If anything, "leftist" should be the confusing term. Teddy Roosevelt was a progressive, Woodrow Wilson was a progressive, FDR was a progressive, etc... I hope that answers the question.
I'm pretty sure those guys are all dead and belong to the past. The only contemporary use of "progressive" I'm aware of is by Glenn Beck who uses it as one of his smear euphemisms, but as far as I'm concerned it has no valid meaning on the political spectrum today.![]()
Well Glenn Beck is essentially a shock-jock as far as I can tell, and he can use the term progressive however he wants. Regardless, progressivism is a real and active political ideology today. Anybody who calls themselves a liberal today is probably actually a progressive, and many people openly identify as progressive. Yes, the examples I cited are dead, but their ideals are expressed by today's "liberals." Obama is a progressive, Pelosi is a progressive, and on and on.

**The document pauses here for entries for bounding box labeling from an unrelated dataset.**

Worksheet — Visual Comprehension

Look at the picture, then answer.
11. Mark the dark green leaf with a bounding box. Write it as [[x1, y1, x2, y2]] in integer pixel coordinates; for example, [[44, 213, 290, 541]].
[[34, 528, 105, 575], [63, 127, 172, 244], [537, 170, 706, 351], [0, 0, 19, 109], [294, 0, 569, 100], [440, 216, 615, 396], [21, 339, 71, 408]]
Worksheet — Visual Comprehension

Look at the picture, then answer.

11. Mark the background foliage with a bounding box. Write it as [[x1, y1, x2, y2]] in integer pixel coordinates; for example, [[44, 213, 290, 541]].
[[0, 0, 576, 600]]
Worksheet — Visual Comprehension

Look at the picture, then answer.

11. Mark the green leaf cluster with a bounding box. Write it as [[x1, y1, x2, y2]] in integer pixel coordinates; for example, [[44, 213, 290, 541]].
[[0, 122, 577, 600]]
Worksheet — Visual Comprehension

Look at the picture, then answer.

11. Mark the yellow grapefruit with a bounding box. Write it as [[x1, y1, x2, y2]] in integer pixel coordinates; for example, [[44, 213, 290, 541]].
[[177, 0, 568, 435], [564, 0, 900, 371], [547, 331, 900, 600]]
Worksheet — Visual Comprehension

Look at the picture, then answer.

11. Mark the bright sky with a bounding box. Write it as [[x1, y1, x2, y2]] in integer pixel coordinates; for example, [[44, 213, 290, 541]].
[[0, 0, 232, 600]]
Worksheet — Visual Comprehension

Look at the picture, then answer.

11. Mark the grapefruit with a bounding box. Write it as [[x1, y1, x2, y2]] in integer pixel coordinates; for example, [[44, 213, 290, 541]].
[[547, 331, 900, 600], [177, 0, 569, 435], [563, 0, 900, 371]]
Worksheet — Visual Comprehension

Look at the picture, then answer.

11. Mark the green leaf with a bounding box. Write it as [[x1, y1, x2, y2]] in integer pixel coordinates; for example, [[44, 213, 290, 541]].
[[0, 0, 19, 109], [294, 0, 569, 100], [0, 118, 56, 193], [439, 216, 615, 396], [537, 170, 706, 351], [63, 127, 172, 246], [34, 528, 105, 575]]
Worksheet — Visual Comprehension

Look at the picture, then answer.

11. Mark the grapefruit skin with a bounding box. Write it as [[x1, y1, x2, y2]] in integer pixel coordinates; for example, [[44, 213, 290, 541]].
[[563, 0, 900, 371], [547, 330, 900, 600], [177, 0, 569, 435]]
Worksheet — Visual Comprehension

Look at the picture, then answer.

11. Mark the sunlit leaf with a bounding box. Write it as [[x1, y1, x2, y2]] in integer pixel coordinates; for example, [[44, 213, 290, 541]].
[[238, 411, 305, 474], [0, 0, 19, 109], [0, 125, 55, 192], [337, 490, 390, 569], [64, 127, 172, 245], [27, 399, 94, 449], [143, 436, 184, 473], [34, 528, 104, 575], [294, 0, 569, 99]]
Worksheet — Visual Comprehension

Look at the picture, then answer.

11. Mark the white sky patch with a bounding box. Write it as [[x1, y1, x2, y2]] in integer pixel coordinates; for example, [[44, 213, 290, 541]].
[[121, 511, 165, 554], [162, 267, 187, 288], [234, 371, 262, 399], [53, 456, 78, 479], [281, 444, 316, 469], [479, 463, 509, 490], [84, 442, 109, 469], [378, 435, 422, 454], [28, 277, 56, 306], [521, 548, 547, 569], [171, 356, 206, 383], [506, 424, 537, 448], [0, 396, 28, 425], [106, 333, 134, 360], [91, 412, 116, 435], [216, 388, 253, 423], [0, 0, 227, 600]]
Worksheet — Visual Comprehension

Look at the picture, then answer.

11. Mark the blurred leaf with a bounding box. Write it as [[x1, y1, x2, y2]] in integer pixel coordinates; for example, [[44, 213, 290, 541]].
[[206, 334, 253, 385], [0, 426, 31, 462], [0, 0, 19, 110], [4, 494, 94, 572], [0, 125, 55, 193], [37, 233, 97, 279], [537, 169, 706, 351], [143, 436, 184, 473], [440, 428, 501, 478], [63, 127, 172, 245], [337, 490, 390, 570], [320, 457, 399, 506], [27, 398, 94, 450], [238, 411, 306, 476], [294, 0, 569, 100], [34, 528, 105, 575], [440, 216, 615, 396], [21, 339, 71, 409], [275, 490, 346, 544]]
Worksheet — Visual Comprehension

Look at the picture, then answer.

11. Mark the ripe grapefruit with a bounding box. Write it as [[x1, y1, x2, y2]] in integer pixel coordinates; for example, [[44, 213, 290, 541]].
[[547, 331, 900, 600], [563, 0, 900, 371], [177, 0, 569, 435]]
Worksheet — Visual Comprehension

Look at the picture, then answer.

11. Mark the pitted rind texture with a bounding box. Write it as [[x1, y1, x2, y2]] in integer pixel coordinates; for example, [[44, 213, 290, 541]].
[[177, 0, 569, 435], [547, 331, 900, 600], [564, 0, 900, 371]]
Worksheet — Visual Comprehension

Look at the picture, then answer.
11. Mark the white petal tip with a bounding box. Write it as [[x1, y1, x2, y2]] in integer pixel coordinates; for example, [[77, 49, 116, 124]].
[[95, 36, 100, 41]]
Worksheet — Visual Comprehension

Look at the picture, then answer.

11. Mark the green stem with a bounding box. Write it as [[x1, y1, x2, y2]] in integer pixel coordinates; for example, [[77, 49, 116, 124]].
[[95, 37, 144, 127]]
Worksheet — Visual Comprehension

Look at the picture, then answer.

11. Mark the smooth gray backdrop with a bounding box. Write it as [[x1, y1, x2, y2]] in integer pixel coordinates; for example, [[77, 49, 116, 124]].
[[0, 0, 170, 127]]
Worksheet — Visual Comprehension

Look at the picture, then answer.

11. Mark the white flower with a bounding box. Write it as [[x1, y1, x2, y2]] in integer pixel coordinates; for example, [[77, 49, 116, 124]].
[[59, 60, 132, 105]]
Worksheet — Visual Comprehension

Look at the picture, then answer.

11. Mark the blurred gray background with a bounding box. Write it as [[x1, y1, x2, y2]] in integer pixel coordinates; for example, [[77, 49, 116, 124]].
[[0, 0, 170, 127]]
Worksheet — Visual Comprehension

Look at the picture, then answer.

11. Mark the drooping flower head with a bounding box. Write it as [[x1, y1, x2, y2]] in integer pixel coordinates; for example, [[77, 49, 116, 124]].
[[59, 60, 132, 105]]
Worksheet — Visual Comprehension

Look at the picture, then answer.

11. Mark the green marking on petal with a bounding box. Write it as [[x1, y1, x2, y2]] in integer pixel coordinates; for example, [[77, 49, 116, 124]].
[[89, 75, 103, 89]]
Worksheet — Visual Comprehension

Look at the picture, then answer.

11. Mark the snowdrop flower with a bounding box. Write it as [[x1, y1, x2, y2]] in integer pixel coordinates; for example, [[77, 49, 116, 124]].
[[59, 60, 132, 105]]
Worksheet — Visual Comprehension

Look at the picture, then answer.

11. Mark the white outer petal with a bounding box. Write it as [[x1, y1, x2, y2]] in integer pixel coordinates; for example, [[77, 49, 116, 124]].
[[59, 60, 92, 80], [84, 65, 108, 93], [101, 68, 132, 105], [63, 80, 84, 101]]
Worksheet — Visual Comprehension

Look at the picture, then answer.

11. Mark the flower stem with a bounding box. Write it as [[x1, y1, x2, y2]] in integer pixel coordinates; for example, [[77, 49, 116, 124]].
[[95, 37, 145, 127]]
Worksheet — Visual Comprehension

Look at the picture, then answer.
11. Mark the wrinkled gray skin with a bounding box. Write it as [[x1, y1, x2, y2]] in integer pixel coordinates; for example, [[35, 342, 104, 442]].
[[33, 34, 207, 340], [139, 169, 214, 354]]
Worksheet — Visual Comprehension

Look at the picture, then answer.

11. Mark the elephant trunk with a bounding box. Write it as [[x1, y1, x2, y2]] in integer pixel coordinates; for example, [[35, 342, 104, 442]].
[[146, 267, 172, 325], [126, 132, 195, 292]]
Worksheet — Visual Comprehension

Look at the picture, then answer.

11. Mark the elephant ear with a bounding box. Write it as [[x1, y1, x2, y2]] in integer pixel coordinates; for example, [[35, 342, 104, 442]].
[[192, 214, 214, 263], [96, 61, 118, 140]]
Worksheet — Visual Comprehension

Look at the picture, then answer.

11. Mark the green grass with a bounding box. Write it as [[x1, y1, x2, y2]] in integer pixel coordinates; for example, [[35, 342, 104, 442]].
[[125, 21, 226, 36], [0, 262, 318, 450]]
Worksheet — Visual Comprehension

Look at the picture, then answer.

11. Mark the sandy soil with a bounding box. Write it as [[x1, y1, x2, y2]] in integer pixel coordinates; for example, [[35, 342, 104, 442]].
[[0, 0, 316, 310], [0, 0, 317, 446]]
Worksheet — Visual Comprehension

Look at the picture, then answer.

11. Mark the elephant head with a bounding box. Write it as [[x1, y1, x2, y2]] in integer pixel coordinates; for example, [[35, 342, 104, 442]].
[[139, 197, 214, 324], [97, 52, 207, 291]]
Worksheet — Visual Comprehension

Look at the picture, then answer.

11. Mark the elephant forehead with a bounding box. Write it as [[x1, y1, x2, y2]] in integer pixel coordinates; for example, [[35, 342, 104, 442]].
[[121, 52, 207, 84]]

There was split in the liberal Democratic Party near the turn of the century, where some began to follow William Jennings Bryan, and became progressives, and those who still believed in the liberal ideals and stayed supporters of Grover Cleveland and the Bourbon Democrats. The progressives won the day, of course, and many of the old liberals faded into obscurity or tried their hand in the Republican Party, which didn't really work out that well for them, and faded into obscurity regardless.
If "progressivism" is a real and active ideology, it's strange that no one can describe it.
I'm not convinced it's any more than the demagoguery of, as you said, a shock jock. I don't hear anyone calling themselves "progressive"; I only hear it as a label pinned on by others, which makes it pretty much meaningless.
I'm not even sure why we're on this tangent; if no one can describe it, let's drop it as a nonentity.